Der Verkäufer von Waren im Internet ist nur dann Unterlassungs- und Schadensersatzansprüchen des Markenrechts ausgeliefert, wenn er iSd. § 14 Abs. 2 MarkenG im geschäftlichen Verkehr handelt. Dieser Begriff wird von der Rechtsprechung zum online-Handel weit ausgelegt.
Unter „Handeln im geschäftlichen Verkehr“ fällt jede selbstständige, wirtschaftlichen Zwecken dienende Tätigkeit, die nicht rein privates, amtliches oder geschäftsinternes Handeln ist.

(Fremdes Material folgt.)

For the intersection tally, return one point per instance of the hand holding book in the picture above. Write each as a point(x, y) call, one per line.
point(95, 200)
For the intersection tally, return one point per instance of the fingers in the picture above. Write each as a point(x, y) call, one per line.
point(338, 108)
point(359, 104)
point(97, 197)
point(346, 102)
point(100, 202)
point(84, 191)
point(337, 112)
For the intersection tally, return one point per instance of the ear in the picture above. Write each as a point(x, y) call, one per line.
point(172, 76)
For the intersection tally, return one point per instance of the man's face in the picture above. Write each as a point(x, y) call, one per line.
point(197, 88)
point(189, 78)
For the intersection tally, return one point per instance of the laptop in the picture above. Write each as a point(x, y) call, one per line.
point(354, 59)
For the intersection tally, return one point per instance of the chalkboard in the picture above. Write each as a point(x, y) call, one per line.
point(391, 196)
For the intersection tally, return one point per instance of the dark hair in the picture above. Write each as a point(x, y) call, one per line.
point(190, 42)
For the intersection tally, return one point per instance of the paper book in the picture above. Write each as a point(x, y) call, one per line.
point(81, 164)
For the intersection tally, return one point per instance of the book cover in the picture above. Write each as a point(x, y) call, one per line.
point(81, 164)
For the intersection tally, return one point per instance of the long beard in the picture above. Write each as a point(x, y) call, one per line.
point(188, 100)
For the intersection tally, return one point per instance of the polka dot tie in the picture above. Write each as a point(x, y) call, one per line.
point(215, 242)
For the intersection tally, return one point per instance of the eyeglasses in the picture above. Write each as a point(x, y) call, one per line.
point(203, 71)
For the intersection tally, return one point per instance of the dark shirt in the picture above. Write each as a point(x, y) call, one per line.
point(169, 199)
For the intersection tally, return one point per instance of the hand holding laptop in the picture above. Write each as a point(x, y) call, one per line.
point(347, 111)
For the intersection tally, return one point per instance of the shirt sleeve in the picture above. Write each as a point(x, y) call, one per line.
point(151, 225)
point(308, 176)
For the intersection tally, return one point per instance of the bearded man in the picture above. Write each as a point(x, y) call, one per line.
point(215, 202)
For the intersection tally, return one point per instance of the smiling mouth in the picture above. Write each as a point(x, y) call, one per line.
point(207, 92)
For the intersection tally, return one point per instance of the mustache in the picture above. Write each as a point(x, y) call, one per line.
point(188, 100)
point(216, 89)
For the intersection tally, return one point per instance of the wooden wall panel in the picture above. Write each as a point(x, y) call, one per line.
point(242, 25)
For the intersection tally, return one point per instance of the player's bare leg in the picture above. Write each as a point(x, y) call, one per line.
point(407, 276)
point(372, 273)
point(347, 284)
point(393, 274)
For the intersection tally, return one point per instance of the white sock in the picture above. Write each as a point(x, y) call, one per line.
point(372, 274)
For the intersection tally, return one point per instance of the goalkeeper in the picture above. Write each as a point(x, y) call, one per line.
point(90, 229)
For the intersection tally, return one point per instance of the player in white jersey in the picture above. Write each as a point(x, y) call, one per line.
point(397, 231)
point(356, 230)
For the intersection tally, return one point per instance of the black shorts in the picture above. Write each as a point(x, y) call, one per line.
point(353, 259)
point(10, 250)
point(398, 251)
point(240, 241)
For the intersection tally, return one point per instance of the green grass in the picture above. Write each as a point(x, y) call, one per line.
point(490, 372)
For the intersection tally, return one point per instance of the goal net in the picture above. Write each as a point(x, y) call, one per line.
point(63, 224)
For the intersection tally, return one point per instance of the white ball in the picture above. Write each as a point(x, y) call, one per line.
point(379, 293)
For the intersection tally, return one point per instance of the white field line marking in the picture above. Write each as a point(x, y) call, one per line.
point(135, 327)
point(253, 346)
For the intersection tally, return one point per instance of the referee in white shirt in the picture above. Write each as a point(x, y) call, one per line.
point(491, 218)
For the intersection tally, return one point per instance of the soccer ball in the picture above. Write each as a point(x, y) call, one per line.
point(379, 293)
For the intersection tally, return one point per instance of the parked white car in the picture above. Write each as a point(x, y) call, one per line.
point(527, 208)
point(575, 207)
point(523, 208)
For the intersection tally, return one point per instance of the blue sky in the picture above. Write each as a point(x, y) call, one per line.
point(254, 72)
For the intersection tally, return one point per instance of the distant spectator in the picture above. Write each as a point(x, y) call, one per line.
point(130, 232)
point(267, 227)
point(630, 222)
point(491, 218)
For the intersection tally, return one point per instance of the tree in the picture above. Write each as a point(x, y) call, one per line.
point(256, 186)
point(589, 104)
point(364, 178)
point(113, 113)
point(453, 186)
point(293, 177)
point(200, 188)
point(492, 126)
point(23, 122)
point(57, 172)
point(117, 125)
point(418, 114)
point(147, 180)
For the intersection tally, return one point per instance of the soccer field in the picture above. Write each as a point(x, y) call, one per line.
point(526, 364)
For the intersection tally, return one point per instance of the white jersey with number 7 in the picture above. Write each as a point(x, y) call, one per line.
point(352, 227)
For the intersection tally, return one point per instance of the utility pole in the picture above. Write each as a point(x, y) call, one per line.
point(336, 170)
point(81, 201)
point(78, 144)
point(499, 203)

Die Anzahl von 10 verkauften neuen oder jedenfalls neuwertigen Bekleidungsstücke lässt sich nach einer aktuellen Entscheidung des LG Frankfurt/Main nach der Lebenserfahrung mit einem privaten Gelegenheitsverkauf nicht erklären. Dieser Umfang begründet eine tatsächliche Vermutung dafür, dass die Verkaufstätigkeit den privaten Bereich verlassen hat und als geschäftlich zu qualifizieren ist.
Eine solche tatsachliche Vermutung kann zwar widerlegt werden, wenn der Verkäufer Tatsachen vorträgt und erforderlichenfalls beweist, die geeignet sind, den genannten Erfahrungssatz zu erschüttern. Dies hatte der Beklagte in dem entschiedenen Markenrechtsstreit jedoch nicht getan.
Der Beklagte trug lediglich vor, er habe nur vier verschiedene Artikel verkauft. Auch dies sei aber unerheblich. Für das Handeln im geschäftlichen Verkehr, so das LG Frankfurt/Main. Es komme nicht auf die innere Absicht, sondern auf die erkennbar nach außen tretende Zielrichtung des Handelnden an (mit Verweis u.a. auf BGH, GRUR 2002, 622. 624 = shell.de).
Entscheidend sei danach nicht die Anzahl der Verkaufsgegenstände, sondern die Anzahl der Verkaufsvorfälle. Der vom Ebay-account des Beklagten angesprochene Adressatenkreis könne nicht erkennen, woher die einzelnen Bekleidungsstücke stammen und ob der Beklagte etwa, wie behauptet von ihm vormals eingestellte Bekleidungsstucke selbst ersteigert hat. Für die zu treffende Abgrenzung zwischen privatem und geschäftlichem Handeln ist daher jedes mit einer eigenen Nummer versehene Angebot zu berücksichtigen.
Im Übrigen komme es für die Frage, ob Verkaufsangebote auf einer Internet-Auktionsplattform im Rahmen eines geschäftlichen Verkehrs erfolgen, stets auf die gesamten Umstände des Einzelfalls an. Abzustellen ist insbesondere auf die Dauer der Verkaufstätigkeit, die Zahl der Verkaufs- bzw. Angebotshandlungen im fraglichen Zeitraum, die Art der zum Verkauf gestellten Waren, deren Herkunft, der Anlass des Verkaufs und die Präsentation des Angebots
Im Ergebnis hat das Gericht der Rechtsverfolgung des beklagten Händlers keine Erfolgsaussichten beschieden, so dass ein Prozesskostenhilfeantrag zurückgewiesen wurde.